Simplifying And Improving Treatment Of Drug-Resistant High Blood Pressure

( — An estimated 75 million Americans have hypertension, or high blood pressure, and 50 million take antihypertensive drugs. But in as many as 20 percent of cases, the drugs don’t bring the blood pressure under control, and most doctors randomly add drug after drug in an expensive, prolonged and often unsuccessful guessing game to see what works.

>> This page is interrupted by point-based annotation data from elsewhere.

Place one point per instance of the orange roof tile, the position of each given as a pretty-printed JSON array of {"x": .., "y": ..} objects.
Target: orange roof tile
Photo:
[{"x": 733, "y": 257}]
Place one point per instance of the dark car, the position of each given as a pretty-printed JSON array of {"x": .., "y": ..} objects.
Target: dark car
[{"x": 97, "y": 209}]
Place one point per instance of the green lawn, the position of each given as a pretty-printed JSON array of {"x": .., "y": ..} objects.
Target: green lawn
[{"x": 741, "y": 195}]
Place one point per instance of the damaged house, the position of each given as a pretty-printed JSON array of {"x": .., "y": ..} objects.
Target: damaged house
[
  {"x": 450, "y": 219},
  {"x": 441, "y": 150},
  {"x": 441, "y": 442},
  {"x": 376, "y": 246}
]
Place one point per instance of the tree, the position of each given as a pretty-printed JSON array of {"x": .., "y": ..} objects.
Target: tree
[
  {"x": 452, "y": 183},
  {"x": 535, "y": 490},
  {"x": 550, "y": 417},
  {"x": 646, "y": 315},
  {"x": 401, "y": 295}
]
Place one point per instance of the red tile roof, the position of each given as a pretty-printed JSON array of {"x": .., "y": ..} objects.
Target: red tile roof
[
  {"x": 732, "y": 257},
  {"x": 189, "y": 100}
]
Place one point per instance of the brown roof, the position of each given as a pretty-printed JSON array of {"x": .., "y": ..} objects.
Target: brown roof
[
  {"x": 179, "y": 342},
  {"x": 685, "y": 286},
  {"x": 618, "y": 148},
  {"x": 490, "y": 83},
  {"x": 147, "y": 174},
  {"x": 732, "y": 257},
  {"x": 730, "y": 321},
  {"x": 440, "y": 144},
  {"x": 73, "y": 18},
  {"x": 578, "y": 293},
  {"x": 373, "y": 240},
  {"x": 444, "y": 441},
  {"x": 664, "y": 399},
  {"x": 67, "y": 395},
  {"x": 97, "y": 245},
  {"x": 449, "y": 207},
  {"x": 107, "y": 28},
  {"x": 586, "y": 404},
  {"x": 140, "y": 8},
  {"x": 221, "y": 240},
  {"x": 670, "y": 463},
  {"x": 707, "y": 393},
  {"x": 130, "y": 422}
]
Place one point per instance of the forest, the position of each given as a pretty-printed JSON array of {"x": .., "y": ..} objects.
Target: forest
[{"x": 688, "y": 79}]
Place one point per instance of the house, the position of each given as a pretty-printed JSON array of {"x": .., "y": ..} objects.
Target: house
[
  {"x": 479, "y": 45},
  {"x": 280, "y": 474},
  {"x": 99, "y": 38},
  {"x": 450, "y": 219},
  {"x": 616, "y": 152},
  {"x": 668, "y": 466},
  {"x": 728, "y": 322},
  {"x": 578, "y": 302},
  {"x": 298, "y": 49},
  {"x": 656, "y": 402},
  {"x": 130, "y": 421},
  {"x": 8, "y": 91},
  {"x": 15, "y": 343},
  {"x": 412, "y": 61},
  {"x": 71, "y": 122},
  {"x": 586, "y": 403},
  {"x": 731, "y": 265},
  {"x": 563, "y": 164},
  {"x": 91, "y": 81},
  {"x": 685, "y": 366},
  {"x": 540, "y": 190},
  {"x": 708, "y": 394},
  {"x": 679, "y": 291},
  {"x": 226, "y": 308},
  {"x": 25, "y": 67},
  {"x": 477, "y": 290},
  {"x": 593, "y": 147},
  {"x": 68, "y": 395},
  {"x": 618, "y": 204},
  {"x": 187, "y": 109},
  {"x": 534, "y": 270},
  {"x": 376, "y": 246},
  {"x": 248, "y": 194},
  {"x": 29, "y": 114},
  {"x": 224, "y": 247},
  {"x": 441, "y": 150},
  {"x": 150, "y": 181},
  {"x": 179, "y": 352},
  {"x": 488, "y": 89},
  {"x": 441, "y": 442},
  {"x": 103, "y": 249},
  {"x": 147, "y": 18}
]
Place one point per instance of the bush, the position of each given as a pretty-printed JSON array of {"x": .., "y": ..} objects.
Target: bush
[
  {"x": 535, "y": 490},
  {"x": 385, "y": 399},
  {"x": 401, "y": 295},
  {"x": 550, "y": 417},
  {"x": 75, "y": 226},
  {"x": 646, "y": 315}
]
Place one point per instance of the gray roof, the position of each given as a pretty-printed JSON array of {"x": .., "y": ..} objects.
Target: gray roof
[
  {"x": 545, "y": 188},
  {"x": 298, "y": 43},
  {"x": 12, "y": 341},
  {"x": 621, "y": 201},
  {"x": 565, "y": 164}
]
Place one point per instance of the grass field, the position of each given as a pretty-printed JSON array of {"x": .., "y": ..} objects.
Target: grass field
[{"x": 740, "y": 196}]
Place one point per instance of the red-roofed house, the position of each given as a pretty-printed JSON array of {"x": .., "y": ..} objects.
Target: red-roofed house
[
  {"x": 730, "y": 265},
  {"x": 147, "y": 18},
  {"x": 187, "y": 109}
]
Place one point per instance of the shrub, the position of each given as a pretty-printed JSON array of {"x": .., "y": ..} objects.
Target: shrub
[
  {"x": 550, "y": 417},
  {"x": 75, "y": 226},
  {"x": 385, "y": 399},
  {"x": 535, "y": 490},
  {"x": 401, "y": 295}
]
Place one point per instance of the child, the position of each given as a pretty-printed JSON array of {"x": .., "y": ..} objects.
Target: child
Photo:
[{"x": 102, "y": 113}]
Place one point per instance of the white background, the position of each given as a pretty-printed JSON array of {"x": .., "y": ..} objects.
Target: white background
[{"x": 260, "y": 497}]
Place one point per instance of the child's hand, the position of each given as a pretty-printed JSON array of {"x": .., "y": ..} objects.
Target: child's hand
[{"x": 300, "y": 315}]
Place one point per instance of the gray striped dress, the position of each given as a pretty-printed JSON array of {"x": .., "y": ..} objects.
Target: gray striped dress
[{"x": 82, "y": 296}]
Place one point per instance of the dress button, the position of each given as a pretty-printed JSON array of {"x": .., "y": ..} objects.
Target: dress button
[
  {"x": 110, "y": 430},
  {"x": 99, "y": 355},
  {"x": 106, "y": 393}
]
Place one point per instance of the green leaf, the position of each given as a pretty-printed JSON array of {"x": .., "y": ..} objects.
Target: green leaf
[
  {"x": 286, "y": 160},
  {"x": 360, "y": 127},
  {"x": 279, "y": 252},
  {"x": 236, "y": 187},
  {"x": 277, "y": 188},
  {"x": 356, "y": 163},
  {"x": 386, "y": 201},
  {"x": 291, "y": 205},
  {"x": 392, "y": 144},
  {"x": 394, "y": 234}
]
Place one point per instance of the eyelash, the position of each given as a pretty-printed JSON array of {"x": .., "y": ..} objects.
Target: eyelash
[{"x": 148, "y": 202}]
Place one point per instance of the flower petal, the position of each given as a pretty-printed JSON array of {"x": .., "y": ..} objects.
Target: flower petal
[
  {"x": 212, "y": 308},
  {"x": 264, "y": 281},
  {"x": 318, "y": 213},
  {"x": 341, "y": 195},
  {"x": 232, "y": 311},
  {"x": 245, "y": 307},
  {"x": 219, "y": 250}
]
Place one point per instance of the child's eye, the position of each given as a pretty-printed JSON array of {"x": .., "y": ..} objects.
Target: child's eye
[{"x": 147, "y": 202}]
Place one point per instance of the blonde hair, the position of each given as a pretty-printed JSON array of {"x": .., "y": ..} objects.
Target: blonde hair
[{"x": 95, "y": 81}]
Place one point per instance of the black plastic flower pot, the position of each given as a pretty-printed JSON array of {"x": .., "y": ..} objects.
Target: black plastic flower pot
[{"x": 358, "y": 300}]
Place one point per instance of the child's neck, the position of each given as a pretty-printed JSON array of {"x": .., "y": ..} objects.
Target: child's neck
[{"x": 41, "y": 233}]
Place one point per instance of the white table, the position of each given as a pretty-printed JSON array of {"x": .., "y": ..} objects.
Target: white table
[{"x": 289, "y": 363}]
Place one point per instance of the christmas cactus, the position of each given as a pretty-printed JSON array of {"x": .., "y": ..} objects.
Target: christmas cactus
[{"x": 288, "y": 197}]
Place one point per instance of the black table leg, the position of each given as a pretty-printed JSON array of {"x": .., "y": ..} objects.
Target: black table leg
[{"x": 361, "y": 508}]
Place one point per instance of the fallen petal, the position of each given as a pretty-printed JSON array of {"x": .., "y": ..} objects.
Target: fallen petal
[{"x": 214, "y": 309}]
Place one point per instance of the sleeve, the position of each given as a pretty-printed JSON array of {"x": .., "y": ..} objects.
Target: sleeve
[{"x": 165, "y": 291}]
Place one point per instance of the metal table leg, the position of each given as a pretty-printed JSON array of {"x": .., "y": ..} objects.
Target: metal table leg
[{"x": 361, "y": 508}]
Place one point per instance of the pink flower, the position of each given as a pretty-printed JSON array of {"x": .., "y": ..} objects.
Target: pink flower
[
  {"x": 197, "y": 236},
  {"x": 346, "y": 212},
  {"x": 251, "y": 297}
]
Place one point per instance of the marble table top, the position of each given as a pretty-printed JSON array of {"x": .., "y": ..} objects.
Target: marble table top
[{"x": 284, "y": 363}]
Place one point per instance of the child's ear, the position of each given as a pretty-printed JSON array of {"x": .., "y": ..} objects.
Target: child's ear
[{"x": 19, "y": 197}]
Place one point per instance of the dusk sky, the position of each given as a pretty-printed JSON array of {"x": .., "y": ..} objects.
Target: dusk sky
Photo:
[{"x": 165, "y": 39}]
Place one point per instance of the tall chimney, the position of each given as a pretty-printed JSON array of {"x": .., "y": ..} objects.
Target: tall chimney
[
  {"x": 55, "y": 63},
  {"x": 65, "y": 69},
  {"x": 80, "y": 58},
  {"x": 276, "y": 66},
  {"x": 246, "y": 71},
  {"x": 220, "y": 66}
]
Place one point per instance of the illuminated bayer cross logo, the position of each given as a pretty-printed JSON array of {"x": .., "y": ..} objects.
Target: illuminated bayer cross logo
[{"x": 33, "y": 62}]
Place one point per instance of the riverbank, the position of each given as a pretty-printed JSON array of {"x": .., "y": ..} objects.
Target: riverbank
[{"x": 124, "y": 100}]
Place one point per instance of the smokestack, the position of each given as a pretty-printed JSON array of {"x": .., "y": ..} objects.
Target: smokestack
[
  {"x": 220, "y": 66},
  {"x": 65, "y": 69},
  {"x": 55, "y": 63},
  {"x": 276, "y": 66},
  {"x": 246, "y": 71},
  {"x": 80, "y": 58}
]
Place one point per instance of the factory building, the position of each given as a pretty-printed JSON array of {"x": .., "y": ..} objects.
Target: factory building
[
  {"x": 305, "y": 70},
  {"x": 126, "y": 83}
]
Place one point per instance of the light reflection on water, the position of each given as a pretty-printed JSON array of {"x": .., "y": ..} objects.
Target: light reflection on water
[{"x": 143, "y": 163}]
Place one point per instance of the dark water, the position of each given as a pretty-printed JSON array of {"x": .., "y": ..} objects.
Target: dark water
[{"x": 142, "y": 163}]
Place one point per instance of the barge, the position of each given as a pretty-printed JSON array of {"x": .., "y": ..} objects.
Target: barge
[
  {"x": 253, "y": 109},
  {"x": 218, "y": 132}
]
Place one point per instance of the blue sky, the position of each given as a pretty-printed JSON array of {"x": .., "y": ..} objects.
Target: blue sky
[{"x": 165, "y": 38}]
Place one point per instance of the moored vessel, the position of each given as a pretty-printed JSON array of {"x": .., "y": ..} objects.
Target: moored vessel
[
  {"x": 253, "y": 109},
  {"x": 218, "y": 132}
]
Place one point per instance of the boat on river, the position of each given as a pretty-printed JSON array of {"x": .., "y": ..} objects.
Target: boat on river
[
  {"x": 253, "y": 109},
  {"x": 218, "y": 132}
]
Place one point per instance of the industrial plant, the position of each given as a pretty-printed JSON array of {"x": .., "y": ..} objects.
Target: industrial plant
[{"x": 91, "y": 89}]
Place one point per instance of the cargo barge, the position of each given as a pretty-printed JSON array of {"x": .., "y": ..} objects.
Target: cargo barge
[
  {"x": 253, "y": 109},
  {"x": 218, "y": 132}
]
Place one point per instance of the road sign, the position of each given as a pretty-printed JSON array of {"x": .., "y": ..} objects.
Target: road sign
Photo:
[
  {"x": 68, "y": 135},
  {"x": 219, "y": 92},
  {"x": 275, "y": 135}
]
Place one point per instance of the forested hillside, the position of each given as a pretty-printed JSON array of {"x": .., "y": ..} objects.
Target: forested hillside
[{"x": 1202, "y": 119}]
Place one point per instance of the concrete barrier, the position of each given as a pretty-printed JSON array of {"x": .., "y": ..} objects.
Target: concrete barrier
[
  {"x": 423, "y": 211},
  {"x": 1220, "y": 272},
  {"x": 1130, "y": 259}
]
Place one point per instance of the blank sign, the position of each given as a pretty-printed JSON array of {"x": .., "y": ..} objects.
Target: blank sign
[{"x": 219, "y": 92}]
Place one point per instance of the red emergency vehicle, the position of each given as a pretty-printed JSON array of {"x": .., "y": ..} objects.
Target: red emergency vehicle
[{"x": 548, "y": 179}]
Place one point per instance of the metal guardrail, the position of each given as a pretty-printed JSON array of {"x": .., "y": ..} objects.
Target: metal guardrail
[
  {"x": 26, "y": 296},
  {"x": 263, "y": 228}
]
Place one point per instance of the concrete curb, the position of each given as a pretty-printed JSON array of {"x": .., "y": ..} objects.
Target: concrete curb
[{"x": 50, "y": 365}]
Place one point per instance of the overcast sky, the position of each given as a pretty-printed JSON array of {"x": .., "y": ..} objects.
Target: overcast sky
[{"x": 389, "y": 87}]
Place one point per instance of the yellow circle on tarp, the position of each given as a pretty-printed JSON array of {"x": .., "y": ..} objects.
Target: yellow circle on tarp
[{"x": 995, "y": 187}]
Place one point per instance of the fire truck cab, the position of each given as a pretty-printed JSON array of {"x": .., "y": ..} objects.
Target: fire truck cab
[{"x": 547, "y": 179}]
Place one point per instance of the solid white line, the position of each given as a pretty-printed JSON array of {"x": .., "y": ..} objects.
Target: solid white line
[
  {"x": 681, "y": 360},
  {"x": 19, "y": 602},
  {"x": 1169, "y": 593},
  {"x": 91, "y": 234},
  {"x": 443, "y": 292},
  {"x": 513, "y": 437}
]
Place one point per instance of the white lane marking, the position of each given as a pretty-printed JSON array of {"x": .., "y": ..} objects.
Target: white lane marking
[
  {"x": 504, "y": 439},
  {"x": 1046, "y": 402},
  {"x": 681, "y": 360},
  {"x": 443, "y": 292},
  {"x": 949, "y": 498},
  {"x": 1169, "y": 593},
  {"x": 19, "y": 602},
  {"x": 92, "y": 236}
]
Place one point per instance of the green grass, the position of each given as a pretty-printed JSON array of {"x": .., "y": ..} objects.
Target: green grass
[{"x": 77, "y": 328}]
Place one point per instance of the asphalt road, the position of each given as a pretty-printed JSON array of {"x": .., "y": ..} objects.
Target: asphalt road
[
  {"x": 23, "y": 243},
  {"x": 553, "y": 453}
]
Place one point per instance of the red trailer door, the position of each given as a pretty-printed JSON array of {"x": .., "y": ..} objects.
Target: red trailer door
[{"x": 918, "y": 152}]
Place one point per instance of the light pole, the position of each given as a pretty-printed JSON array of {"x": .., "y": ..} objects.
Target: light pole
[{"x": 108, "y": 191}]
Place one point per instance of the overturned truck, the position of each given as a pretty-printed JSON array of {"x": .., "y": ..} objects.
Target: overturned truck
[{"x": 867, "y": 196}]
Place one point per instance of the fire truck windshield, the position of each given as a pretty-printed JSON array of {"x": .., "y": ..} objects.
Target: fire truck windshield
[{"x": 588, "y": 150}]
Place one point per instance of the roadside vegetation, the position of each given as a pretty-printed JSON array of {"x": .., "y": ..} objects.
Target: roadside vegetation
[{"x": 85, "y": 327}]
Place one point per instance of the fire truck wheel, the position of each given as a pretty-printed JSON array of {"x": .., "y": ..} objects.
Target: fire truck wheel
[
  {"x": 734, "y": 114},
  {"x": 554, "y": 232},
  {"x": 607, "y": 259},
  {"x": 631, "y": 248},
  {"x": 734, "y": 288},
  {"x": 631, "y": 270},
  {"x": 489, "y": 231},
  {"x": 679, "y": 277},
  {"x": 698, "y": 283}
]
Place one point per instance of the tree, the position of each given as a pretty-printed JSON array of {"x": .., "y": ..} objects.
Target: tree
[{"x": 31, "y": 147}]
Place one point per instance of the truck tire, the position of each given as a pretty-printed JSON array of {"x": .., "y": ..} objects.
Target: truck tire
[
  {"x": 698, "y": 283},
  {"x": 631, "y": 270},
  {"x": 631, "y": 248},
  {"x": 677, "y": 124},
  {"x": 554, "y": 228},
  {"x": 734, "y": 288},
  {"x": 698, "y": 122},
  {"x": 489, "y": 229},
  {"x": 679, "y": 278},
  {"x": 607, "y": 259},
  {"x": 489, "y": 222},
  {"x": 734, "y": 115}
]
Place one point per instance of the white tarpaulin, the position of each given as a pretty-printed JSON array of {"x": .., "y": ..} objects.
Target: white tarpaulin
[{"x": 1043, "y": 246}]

A new review article in the February Journal of Clinical Hypertension by Dr. Samuel Mann reports on an approach that greatly simplifies and improves the treatment of what is called “resistant hypertension.” He reports that this approach usually brings blood pressure under control more quickly and with fewer drugs and side effects. It can also help physicians supersede this trial-and-error process and more quickly get their patients the treatment they need.

“Despite the availability of many effective antihypertensive drugs, resistant hypertension is a reality for many. Treatment guidelines offer only general recommendations such as reducing sodium intake, increasing drug dosage, and adding drugs but provide clinicians with little guidance on which drugs to select,” says Dr. Mann, professor of clinical medicine at Weill Cornell Medical College and a hypertension specialist at NewYork-Presbyterian Hospital/Weill Cornell Medical Center. “What we have instead is the inefficient and often unsuccessful method of doctors randomly adding drug after drug.”

The Mann Algorithm

Dr. Mann’s paper outlines a simplified decision tree, or algorithm, that can help physicians choose medications that can control the blood pressure in most patients with resistant hypertension. It narrows the treatment choices to either or both of just two options, using drugs that target specific mechanisms that underlie hypertension. Dr. Mann says he developed the algorithm because he believes that basing the choice of medication on the mechanisms driving an individual’s hypertension enables treatment that is a better fit for each patient.